Cierro los ojos y echo a volar. Veo como el rugoso asfalto se aleja de mí. Los viandantes se vuelven diminutos, hasta parecer gotas de rocío apelotonadas en las aceras. Los coches de juguete avanzan por doquier, aún logro escuchar tenuemente algún bocinazo. Alzo la cabeza y miro al horizonte, me impulso hacia él velozmente hasta dejar la gran ciudad atrás. Ya en el campo empieza a llover. Las gotas se estrellan contra mi cuerpo, resbalan y siguen cayendo. Huele a hierba mojada, a tierra. Un grupo de gansos me deja unirme a su vuelo durante escasos metros. Me dejo caer haciendo tirabuzones prácticamente hasta el suelo. Allí sobrevuelo el terciopelo verde rozándolo con los dedos de manos y pies, siento el leve cosquilleo de los tallos en mi piel.

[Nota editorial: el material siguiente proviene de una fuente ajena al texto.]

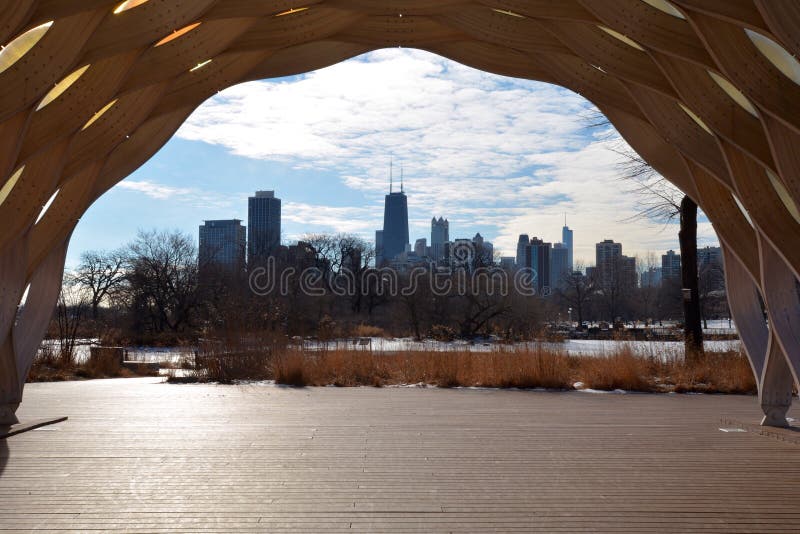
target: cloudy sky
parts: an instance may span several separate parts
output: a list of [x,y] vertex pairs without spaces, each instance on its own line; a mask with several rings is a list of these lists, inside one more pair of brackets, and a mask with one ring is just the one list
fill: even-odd
[[[616,133],[589,126],[591,109],[565,89],[401,49],[239,85],[90,208],[68,261],[138,228],[196,238],[203,220],[246,221],[247,197],[261,189],[283,200],[287,242],[309,232],[372,240],[391,158],[396,178],[403,167],[412,244],[430,239],[431,217],[442,216],[451,239],[481,232],[513,255],[520,233],[560,240],[566,214],[586,263],[602,239],[628,255],[677,248],[675,225],[631,220],[637,197],[619,178]],[[704,217],[699,236],[717,241]]]

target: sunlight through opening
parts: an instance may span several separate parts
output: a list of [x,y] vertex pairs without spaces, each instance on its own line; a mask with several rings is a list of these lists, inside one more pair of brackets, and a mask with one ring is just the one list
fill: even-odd
[[300,13],[302,11],[306,11],[307,9],[308,9],[307,7],[292,8],[292,9],[289,9],[287,11],[281,11],[280,13],[276,13],[275,16],[276,17],[285,17],[286,15],[294,15],[295,13]]
[[611,37],[614,37],[615,39],[618,39],[618,40],[622,41],[626,45],[632,46],[636,50],[640,50],[640,51],[644,52],[644,48],[642,48],[642,46],[639,43],[637,43],[636,41],[634,41],[630,37],[626,37],[625,35],[622,35],[618,31],[614,31],[611,28],[608,28],[606,26],[597,26],[597,27],[600,28],[601,30],[603,30],[604,32],[606,32]]
[[119,15],[123,11],[128,11],[129,9],[133,9],[134,7],[140,6],[147,2],[147,0],[126,0],[122,2],[117,8],[114,10],[115,15]]
[[686,17],[683,15],[683,13],[681,13],[677,7],[672,5],[672,3],[668,2],[667,0],[642,0],[642,2],[656,8],[662,13],[666,13],[667,15],[672,15],[675,18],[686,20]]
[[678,105],[681,107],[681,109],[684,111],[684,113],[689,115],[689,117],[691,117],[691,119],[694,122],[697,123],[697,125],[699,127],[701,127],[703,130],[705,130],[709,134],[714,135],[714,132],[711,131],[711,128],[709,128],[708,125],[705,122],[703,122],[703,119],[698,117],[697,114],[695,114],[691,109],[689,109],[686,106],[684,106],[682,102],[678,102]]
[[747,219],[747,223],[753,228],[755,228],[755,225],[753,224],[753,219],[750,218],[750,214],[747,213],[747,210],[742,204],[742,201],[739,200],[739,197],[737,197],[736,195],[731,195],[731,196],[733,197],[733,201],[736,202],[736,205],[739,206],[739,211],[741,211],[742,215],[744,215],[744,218]]
[[203,61],[202,63],[198,63],[197,65],[195,65],[194,67],[192,67],[191,69],[189,69],[189,72],[194,72],[194,71],[200,70],[200,69],[202,69],[203,67],[205,67],[206,65],[208,65],[209,63],[211,63],[211,61],[212,61],[212,60],[210,60],[210,59],[207,59],[207,60]]
[[70,74],[69,76],[67,76],[66,78],[64,78],[63,80],[61,80],[60,82],[58,82],[55,85],[55,87],[50,89],[50,91],[46,95],[44,95],[42,101],[39,103],[38,106],[36,106],[36,111],[39,111],[40,109],[51,103],[53,100],[61,96],[64,93],[64,91],[69,89],[73,83],[77,82],[78,78],[83,76],[83,73],[86,72],[88,69],[89,65],[81,67],[72,74]]
[[34,226],[39,224],[39,221],[42,220],[42,217],[44,217],[44,214],[47,213],[47,210],[50,209],[50,206],[53,205],[53,201],[56,199],[56,197],[58,196],[58,193],[60,191],[61,191],[61,189],[57,189],[56,192],[53,193],[53,195],[50,197],[50,199],[47,202],[44,203],[44,206],[42,206],[42,211],[40,211],[39,212],[39,216],[36,217],[36,222],[33,223]]
[[492,8],[492,11],[495,13],[500,13],[501,15],[508,15],[509,17],[516,17],[518,19],[524,19],[525,15],[520,15],[519,13],[514,13],[513,11],[509,11],[508,9],[497,9]]
[[166,37],[161,39],[159,42],[154,44],[153,48],[156,48],[156,47],[159,47],[161,45],[167,44],[170,41],[174,41],[175,39],[177,39],[181,35],[186,35],[190,31],[192,31],[193,29],[195,29],[198,26],[200,26],[200,24],[202,24],[202,22],[195,22],[194,24],[189,24],[188,26],[185,26],[185,27],[181,28],[180,30],[175,30],[174,32],[172,32],[171,34],[167,35]]
[[734,102],[739,104],[745,111],[747,111],[753,117],[758,118],[758,110],[756,110],[755,106],[747,99],[744,94],[738,90],[731,82],[727,79],[723,78],[716,72],[708,71],[708,74],[711,76],[711,79],[714,80],[717,85],[719,85],[720,89],[725,91]]
[[92,116],[92,118],[91,118],[91,119],[89,119],[89,121],[88,121],[86,124],[84,124],[84,125],[83,125],[83,128],[81,128],[81,131],[85,130],[86,128],[88,128],[89,126],[91,126],[92,124],[94,124],[95,122],[97,122],[97,120],[98,120],[100,117],[102,117],[102,116],[103,116],[103,114],[104,114],[106,111],[108,111],[109,109],[111,109],[111,108],[114,106],[114,104],[116,104],[116,103],[117,103],[117,99],[115,98],[114,100],[112,100],[111,102],[109,102],[108,104],[106,104],[106,105],[103,107],[103,109],[101,109],[100,111],[98,111],[97,113],[95,113],[95,114]]
[[22,298],[19,299],[19,304],[17,305],[18,308],[22,308],[25,306],[25,303],[28,302],[28,293],[31,292],[31,285],[28,284],[25,286],[25,291],[22,292]]
[[6,201],[8,195],[11,194],[11,190],[14,189],[14,186],[17,185],[20,176],[22,176],[22,172],[25,170],[25,165],[17,169],[17,171],[11,175],[11,178],[0,188],[0,206],[3,205],[3,202]]
[[792,195],[789,194],[786,186],[783,185],[781,179],[769,169],[767,169],[767,176],[769,177],[769,181],[772,182],[772,187],[775,188],[775,192],[778,193],[781,202],[783,202],[783,205],[786,206],[786,210],[792,215],[792,217],[794,217],[795,221],[800,223],[800,211],[798,211],[797,204],[795,204],[795,201],[792,198]]
[[47,33],[52,25],[52,20],[45,22],[26,31],[6,46],[0,47],[0,72],[5,71],[22,59],[44,37],[44,34]]
[[750,29],[745,29],[744,31],[753,44],[756,45],[758,51],[761,52],[776,69],[781,71],[784,76],[794,83],[800,85],[800,62],[797,61],[796,57],[766,35],[762,35]]

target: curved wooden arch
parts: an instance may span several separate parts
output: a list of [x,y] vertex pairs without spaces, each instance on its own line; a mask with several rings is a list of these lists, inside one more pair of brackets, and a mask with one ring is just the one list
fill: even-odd
[[9,0],[0,12],[0,44],[53,22],[0,72],[0,422],[15,419],[69,236],[92,202],[217,91],[404,46],[583,95],[690,195],[722,242],[766,423],[785,423],[800,376],[800,85],[746,30],[798,53],[796,3],[148,0],[115,13],[121,1]]

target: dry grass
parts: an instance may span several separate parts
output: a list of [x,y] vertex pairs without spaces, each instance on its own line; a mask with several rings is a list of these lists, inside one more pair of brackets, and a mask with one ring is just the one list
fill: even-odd
[[353,328],[354,337],[389,337],[386,331],[379,326],[361,323]]
[[154,376],[150,368],[141,365],[136,369],[128,369],[120,365],[112,365],[108,360],[88,360],[83,363],[65,361],[54,357],[48,350],[41,351],[33,360],[28,373],[28,382],[64,382],[91,378],[133,378],[136,376]]
[[[747,359],[736,352],[685,360],[680,354],[637,354],[632,347],[604,356],[568,356],[545,348],[495,352],[400,352],[364,350],[271,352],[236,359],[236,379],[273,379],[292,386],[384,386],[573,389],[643,392],[755,393]],[[218,364],[215,364],[218,366]],[[230,365],[230,364],[229,364]],[[216,368],[216,367],[215,367]],[[207,379],[218,373],[214,368]]]

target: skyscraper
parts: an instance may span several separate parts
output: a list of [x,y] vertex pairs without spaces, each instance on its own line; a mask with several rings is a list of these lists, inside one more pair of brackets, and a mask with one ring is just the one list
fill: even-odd
[[668,250],[661,255],[661,279],[666,281],[681,281],[681,255],[674,250]]
[[527,266],[533,269],[536,276],[536,290],[540,295],[546,295],[552,289],[550,279],[550,251],[551,243],[534,237],[526,248],[528,254]]
[[431,258],[440,261],[445,257],[444,244],[450,241],[450,222],[447,219],[431,219]]
[[622,257],[622,243],[606,239],[595,245],[595,266],[597,267],[598,285],[601,288],[613,287],[615,275]]
[[722,265],[722,249],[719,247],[704,247],[697,249],[697,266]]
[[650,267],[639,277],[641,287],[661,287],[661,267]]
[[375,267],[383,263],[383,230],[375,230]]
[[408,198],[403,191],[402,170],[400,192],[395,193],[392,188],[390,173],[389,194],[383,209],[383,259],[389,261],[411,247],[408,242]]
[[428,240],[426,238],[417,239],[414,243],[414,254],[419,258],[424,258],[428,255]]
[[517,241],[517,267],[520,269],[530,267],[528,263],[528,245],[530,244],[531,240],[528,234],[519,235],[519,240]]
[[562,287],[564,277],[571,273],[569,249],[564,243],[554,244],[552,250],[550,250],[550,281],[553,287]]
[[205,221],[200,226],[200,271],[218,267],[229,272],[244,269],[246,229],[239,219]]
[[569,268],[569,272],[575,268],[575,264],[573,262],[573,245],[572,245],[572,230],[570,230],[569,226],[567,226],[567,218],[564,217],[564,227],[561,229],[561,242],[564,244],[564,247],[567,249],[567,266]]
[[247,199],[247,261],[263,261],[281,244],[281,199],[274,191],[256,191]]
[[480,232],[472,238],[472,245],[475,249],[475,266],[488,267],[494,265],[494,243],[486,241]]

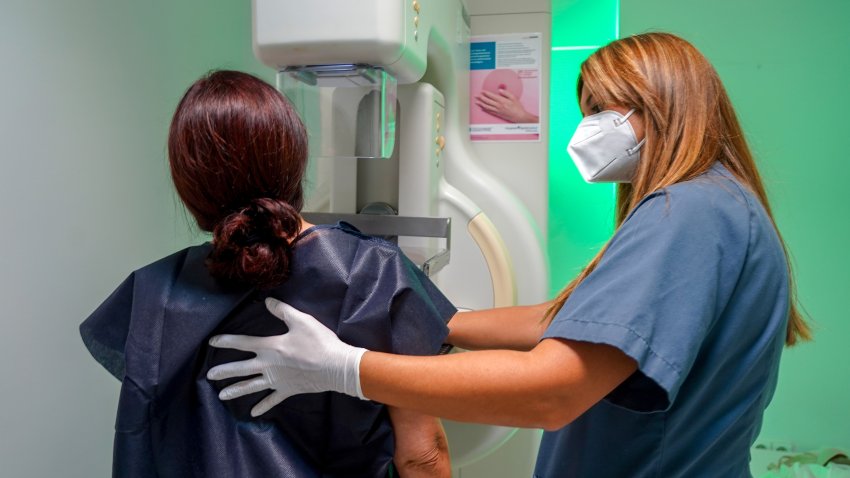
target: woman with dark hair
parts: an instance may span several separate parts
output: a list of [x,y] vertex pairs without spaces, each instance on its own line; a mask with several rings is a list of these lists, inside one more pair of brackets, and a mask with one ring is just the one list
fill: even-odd
[[274,393],[224,403],[228,382],[205,378],[252,356],[209,347],[212,335],[287,331],[268,319],[269,297],[347,343],[399,354],[437,353],[456,311],[394,245],[345,223],[304,222],[307,138],[286,99],[248,74],[211,73],[180,101],[168,157],[212,243],[135,271],[80,327],[122,381],[114,475],[371,478],[394,463],[402,477],[449,476],[436,418],[333,392],[254,418]]
[[[288,334],[212,339],[262,355],[210,371],[259,375],[224,398],[271,388],[283,399],[321,382],[455,420],[545,428],[540,478],[750,476],[783,346],[811,334],[726,90],[693,45],[647,33],[593,53],[578,99],[568,152],[588,182],[619,183],[617,230],[553,302],[449,323],[449,343],[512,350],[364,351],[270,301]],[[327,360],[349,354],[361,360]]]

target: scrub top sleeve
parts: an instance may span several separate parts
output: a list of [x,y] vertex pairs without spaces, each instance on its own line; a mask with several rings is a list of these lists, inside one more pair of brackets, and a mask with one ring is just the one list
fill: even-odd
[[449,334],[446,323],[457,308],[421,270],[399,251],[399,289],[390,308],[392,351],[405,355],[435,355]]
[[700,194],[651,195],[553,318],[544,338],[608,344],[637,361],[609,401],[648,412],[675,400],[720,312],[729,248],[714,216]]
[[124,346],[130,331],[135,273],[80,324],[80,336],[92,357],[118,380],[124,380]]

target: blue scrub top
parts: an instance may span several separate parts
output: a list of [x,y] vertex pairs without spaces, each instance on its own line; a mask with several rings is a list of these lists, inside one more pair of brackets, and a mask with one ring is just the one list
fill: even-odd
[[544,335],[612,345],[638,370],[544,434],[535,476],[749,477],[788,307],[776,230],[723,166],[645,198]]

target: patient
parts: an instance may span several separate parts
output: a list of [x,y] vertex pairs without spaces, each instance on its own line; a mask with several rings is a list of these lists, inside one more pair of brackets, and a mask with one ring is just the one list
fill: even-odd
[[337,393],[251,418],[265,392],[222,402],[233,382],[205,378],[250,358],[209,347],[209,337],[286,331],[264,306],[269,296],[352,345],[400,354],[437,353],[455,313],[394,245],[300,217],[307,136],[286,99],[248,74],[211,73],[180,101],[168,157],[212,243],[133,272],[80,326],[122,381],[114,476],[449,476],[436,418]]

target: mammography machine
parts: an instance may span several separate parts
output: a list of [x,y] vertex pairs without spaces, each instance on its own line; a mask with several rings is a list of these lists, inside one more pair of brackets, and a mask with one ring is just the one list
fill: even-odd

Me dejo caer al suelo y corro como si en ello me fuera la vida. Dejo que el sudor empiece a resbalarme por la frente, por la espalda. Siento la tensión en todos los músculos de mi cuerpo. Se levanta una leve brisa que me produce un sensacional escalofrío que me recorre toda la columna vertebral. Sonrío.
Atrapado en esta silla metálica me doy cuenta de que sus ruedas no me bastan para cumplir mis sueños. Sólo quedan fantasías inanimadas.